Author Eugene Lin, MD, of the department of radiology at Virginia Mason Medical Center in Seattle, began the article with a general contrast between the career paths of radiologists who entered practice in 2005 and those who will be starting out in 2020.

In 2005, according to Lin, new radiologists were likely to join a practice with a secure hospital contract. The group he or she joined may also practice in outpatient centers that could be joint ventures with a hospital, owned by the practice or owned by a nonhospital business entity. Radiologists may eventually become partners in the practice, sharing the profits, which are determined largely by volume.

But the practice realm has begun to change.

“Because of recent changes in technical fee reimbursement, nonhospital outpatient imaging is less profitable for both radiologist owners and self-referring clinicians, and outpatient imaging will likely become increasingly hospital-based,” wrote Lin.

Lin predicted that new radiologists in 2020 will likely be employed by hospitals, multispecialty groups or nonhospital corporations, with those entering private practice joining groups that would be very large by today’s standards. Independent outpatient practice will be uncommon. There will also be less security in practices because local groups will be competing with national practices for hospital contracts, according to the article.

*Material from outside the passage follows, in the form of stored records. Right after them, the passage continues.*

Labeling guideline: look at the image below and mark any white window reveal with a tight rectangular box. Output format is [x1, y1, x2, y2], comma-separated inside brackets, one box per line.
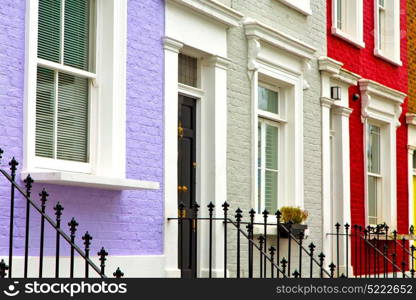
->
[367, 124, 383, 226]
[257, 85, 284, 213]
[22, 0, 158, 190]
[331, 0, 365, 48]
[359, 79, 406, 229]
[374, 0, 402, 66]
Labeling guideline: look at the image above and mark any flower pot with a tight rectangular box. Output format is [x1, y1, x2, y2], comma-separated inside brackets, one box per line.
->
[279, 223, 308, 239]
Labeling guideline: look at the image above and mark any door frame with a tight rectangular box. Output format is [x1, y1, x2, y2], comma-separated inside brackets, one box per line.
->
[177, 91, 203, 277]
[163, 37, 230, 277]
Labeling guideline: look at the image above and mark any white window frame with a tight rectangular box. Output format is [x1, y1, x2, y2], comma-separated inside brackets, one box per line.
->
[280, 0, 312, 16]
[331, 0, 365, 49]
[255, 81, 287, 214]
[22, 0, 127, 182]
[374, 0, 403, 66]
[34, 0, 97, 173]
[365, 121, 388, 226]
[359, 79, 407, 230]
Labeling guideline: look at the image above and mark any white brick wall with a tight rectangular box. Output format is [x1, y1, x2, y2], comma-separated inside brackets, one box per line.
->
[227, 0, 326, 273]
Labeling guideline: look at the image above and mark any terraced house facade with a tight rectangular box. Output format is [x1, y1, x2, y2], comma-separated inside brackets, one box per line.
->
[0, 0, 416, 278]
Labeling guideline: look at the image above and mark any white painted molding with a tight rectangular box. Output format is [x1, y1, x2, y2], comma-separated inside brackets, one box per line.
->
[204, 55, 231, 71]
[332, 105, 353, 118]
[163, 36, 183, 53]
[331, 0, 365, 49]
[331, 27, 365, 49]
[318, 56, 362, 85]
[168, 0, 243, 27]
[359, 79, 407, 127]
[243, 18, 316, 60]
[374, 48, 403, 67]
[21, 171, 160, 190]
[321, 97, 335, 108]
[280, 0, 312, 16]
[318, 56, 344, 74]
[406, 113, 416, 126]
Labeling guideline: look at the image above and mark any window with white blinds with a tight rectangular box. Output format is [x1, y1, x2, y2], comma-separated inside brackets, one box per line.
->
[367, 124, 383, 225]
[35, 0, 95, 163]
[257, 86, 281, 213]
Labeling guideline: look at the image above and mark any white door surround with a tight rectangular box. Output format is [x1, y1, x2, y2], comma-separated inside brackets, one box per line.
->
[319, 57, 361, 274]
[164, 0, 242, 277]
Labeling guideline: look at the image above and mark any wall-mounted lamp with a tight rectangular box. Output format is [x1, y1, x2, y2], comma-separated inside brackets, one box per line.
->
[352, 94, 360, 101]
[331, 86, 341, 100]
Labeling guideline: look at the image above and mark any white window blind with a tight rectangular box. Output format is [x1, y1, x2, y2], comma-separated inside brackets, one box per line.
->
[257, 86, 279, 213]
[35, 0, 95, 162]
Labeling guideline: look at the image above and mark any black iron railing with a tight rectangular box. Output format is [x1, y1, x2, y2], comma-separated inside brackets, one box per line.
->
[168, 202, 335, 278]
[0, 149, 124, 278]
[168, 202, 416, 278]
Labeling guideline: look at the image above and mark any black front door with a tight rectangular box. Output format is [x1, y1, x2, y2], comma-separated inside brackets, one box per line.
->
[178, 95, 197, 278]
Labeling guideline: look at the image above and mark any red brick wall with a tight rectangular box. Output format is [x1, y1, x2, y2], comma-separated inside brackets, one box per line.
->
[327, 0, 409, 232]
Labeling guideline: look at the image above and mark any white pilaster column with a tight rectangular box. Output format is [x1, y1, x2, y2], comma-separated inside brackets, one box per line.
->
[385, 122, 397, 230]
[321, 97, 333, 268]
[331, 106, 352, 274]
[200, 56, 229, 277]
[164, 37, 183, 277]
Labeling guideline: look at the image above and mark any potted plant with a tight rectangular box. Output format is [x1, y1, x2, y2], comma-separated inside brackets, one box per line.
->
[280, 206, 309, 238]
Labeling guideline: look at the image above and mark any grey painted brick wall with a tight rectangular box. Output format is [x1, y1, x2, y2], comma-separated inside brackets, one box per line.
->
[227, 0, 326, 275]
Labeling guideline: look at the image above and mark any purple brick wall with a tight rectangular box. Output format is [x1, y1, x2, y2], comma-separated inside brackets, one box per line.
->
[0, 0, 164, 256]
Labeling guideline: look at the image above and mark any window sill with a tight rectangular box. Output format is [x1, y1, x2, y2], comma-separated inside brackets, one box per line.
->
[22, 171, 160, 191]
[374, 48, 403, 67]
[331, 27, 365, 49]
[280, 0, 312, 16]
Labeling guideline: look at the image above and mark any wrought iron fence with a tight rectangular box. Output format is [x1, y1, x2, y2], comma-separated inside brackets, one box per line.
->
[168, 202, 416, 278]
[0, 149, 124, 278]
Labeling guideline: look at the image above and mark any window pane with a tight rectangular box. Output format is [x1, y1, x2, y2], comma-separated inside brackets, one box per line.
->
[178, 54, 198, 87]
[35, 67, 55, 158]
[367, 125, 380, 174]
[413, 152, 416, 169]
[264, 171, 278, 213]
[57, 73, 88, 162]
[368, 176, 378, 225]
[258, 86, 279, 114]
[337, 0, 343, 29]
[257, 168, 262, 212]
[378, 8, 386, 50]
[266, 124, 278, 170]
[38, 0, 62, 63]
[64, 0, 90, 70]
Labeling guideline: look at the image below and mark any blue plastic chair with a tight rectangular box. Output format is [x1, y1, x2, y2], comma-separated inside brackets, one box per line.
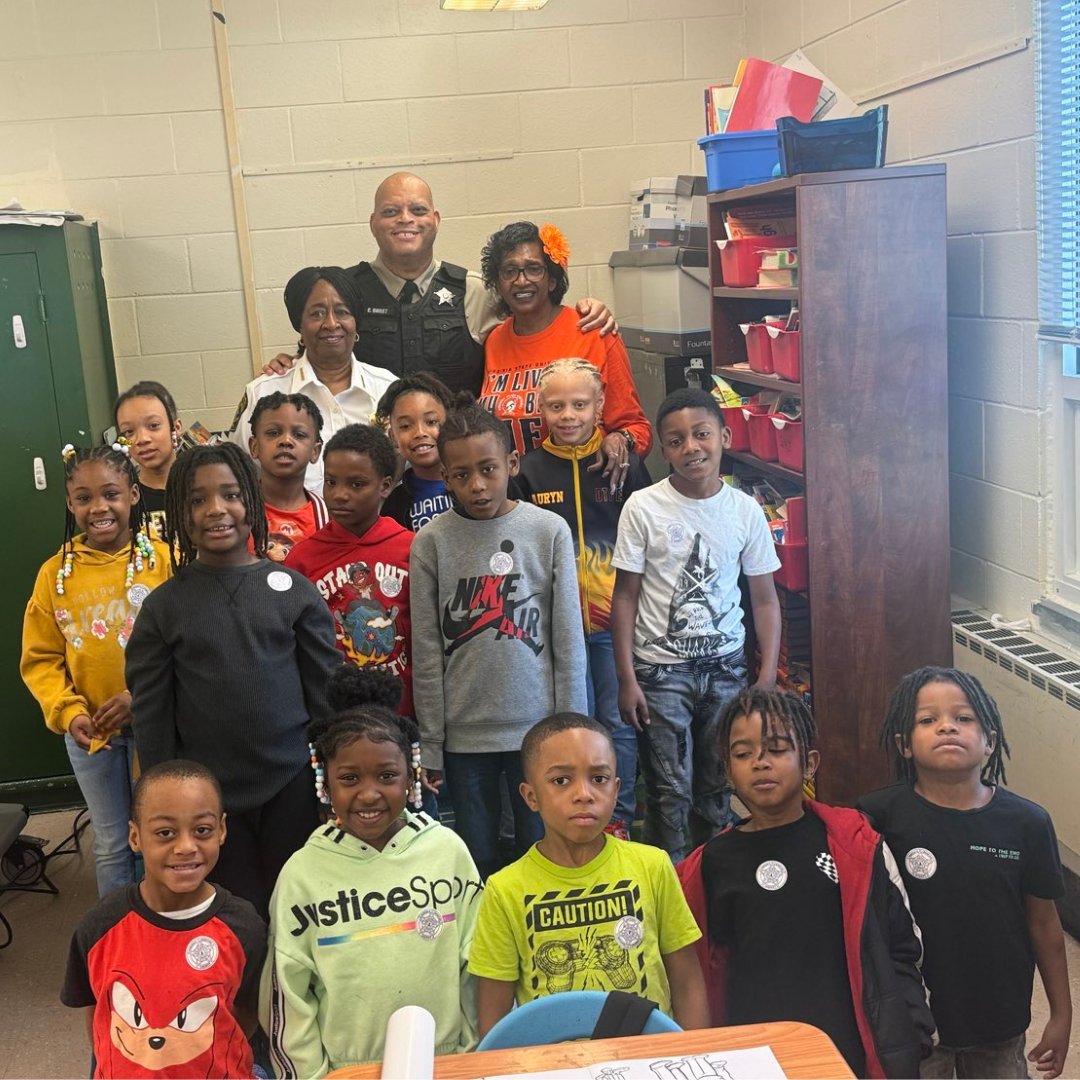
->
[476, 990, 683, 1050]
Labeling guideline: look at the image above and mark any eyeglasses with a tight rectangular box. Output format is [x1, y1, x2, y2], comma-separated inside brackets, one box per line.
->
[499, 262, 548, 282]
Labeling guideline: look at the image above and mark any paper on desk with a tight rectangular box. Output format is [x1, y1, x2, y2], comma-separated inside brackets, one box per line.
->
[486, 1047, 786, 1080]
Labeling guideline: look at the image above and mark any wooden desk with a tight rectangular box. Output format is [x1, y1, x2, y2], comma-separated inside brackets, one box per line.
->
[329, 1023, 852, 1080]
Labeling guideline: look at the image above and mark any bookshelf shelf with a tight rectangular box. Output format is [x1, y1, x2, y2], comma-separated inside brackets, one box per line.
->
[707, 164, 953, 805]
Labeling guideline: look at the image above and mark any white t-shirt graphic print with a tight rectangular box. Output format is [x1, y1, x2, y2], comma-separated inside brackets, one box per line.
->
[611, 480, 780, 664]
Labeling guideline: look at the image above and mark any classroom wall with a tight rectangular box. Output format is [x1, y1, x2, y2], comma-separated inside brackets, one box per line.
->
[0, 0, 745, 429]
[746, 0, 1050, 619]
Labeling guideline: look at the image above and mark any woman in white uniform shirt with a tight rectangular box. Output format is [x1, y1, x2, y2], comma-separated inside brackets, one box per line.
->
[229, 267, 394, 494]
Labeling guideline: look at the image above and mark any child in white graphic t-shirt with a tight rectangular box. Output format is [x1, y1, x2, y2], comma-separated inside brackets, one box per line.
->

The American Board of Radiology exam will no longer be the definitive designation of quality and radiologists will be asked to provide additional evidence that the work they do is valuable, with studies that don’t meet certain metrics for performance and interpretation being reimbursed less or not at all, according to Lin.

The author was skeptical of sentiments that imaging volume will continue to increase regardless of cost-saving measures because of an aging population and the development of new imaging techniques.

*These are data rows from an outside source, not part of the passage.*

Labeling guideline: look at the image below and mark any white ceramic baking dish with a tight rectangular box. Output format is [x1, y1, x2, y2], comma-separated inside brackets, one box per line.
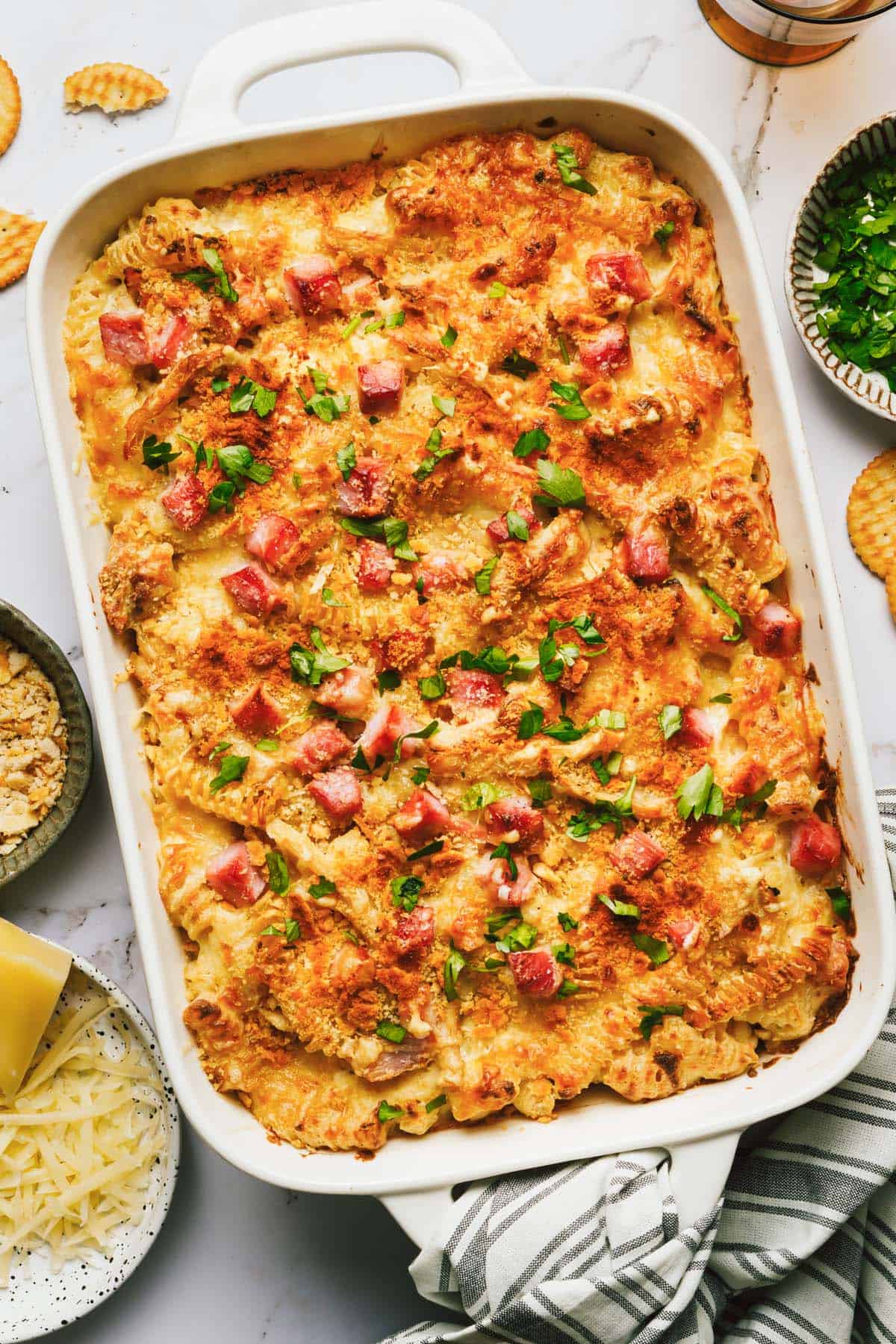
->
[28, 0, 896, 1239]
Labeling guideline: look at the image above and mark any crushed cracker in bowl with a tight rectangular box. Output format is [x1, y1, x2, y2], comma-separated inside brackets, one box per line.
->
[0, 638, 69, 855]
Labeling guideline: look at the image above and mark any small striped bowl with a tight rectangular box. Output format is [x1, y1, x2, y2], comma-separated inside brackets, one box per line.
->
[785, 113, 896, 420]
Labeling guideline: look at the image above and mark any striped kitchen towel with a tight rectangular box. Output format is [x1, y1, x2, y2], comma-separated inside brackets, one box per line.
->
[383, 789, 896, 1344]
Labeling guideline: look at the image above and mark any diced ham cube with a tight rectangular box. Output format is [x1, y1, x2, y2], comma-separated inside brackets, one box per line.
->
[286, 719, 352, 774]
[395, 906, 435, 957]
[392, 789, 451, 847]
[485, 504, 541, 546]
[622, 524, 672, 583]
[585, 252, 653, 304]
[99, 312, 150, 368]
[358, 359, 405, 415]
[676, 704, 716, 747]
[149, 313, 190, 368]
[579, 321, 632, 378]
[358, 704, 423, 766]
[610, 830, 666, 880]
[411, 551, 469, 597]
[308, 765, 361, 821]
[284, 252, 343, 317]
[161, 472, 208, 532]
[314, 665, 373, 719]
[790, 812, 842, 877]
[336, 457, 391, 517]
[246, 514, 301, 570]
[508, 948, 563, 998]
[205, 840, 266, 906]
[478, 855, 535, 906]
[358, 539, 395, 593]
[222, 564, 284, 615]
[227, 682, 284, 736]
[485, 794, 544, 844]
[752, 602, 802, 659]
[445, 668, 504, 716]
[666, 915, 701, 951]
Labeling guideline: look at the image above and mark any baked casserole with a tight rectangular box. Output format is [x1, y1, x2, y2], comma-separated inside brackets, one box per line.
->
[64, 129, 854, 1151]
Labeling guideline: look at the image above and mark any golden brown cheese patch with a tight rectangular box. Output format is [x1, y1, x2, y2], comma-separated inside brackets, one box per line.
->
[66, 129, 852, 1149]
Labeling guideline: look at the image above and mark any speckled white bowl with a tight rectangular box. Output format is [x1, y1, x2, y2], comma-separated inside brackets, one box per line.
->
[0, 956, 180, 1344]
[785, 113, 896, 420]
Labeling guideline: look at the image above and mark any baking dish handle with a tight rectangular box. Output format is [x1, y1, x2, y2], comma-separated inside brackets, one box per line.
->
[382, 1129, 741, 1246]
[175, 0, 531, 140]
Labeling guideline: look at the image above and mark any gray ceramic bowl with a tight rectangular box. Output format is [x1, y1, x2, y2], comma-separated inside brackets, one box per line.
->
[785, 113, 896, 420]
[0, 601, 93, 887]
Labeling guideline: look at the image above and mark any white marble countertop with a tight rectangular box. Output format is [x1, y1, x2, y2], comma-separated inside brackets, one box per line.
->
[0, 0, 896, 1344]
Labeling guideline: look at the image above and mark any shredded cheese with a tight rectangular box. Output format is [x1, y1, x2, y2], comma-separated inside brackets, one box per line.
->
[0, 971, 167, 1287]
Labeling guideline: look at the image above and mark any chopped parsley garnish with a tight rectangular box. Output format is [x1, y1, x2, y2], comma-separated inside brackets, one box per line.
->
[289, 625, 349, 685]
[548, 383, 591, 420]
[208, 756, 249, 793]
[567, 776, 638, 840]
[176, 247, 239, 304]
[825, 887, 853, 924]
[390, 877, 423, 915]
[417, 672, 447, 700]
[597, 891, 641, 919]
[442, 948, 466, 1003]
[513, 426, 551, 457]
[591, 751, 622, 785]
[230, 378, 277, 420]
[632, 933, 672, 966]
[506, 508, 529, 541]
[336, 438, 358, 481]
[432, 393, 457, 417]
[461, 780, 506, 812]
[551, 145, 598, 196]
[144, 434, 181, 474]
[414, 429, 458, 481]
[407, 840, 445, 863]
[215, 444, 274, 494]
[376, 1018, 407, 1045]
[638, 1004, 685, 1040]
[264, 850, 289, 897]
[297, 364, 349, 425]
[516, 700, 544, 742]
[473, 555, 498, 597]
[703, 583, 744, 644]
[657, 704, 682, 742]
[489, 840, 520, 882]
[338, 517, 418, 561]
[501, 348, 538, 382]
[676, 765, 723, 821]
[535, 457, 585, 508]
[259, 919, 302, 942]
[814, 153, 896, 391]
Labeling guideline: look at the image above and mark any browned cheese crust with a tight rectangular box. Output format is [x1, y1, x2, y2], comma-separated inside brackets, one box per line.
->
[64, 129, 852, 1149]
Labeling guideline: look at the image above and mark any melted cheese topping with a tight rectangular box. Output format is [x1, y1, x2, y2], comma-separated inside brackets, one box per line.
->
[0, 971, 167, 1287]
[66, 131, 850, 1149]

"It is very difficult to imagine any scenario in which payors will allow overall imaging costs to rise substantially,” wrote Lin. “There is substantial room for decreasing imaging volume if inappropriate, self-referred and defensive imaging can be limited.”

He outlined three general trends that radiologists can expect going forward:

  • A substantial decrease in financial incentives encouraging increased imaging volumes, and a shift toward incentivizing quality and value;
    • Radiologists will have to prove their value to hospitals and payors relative to other radiologists and practices beyond their board certification; and
    • Increased commoditization of radiology services.

    The growth of teleradiology is an example of commoditization, and Lin said radiologists must adapt to its existence in the marketplace. As more radiologists are attracted to teleradiology, for any number of reasons including geographic flexibility, lifestyle and income, there is an increased possibility of commoditization.

    Likely scenarios for effectively controlling imaging costs will include explicit controls, such as decision support systems and prior authorization; indirect controls, such as bundled payments and shared savings; and decreased technical and professional reimbursement. The accountable care organization model may become a more prominent feature in the future of healthcare delivery, according to Lin.

    Of course, these are merely predictions, and Lin reminded readers of challenges of predicting trends with a Yogi Berra quote: “It is tough to make predictions, especially about the future.”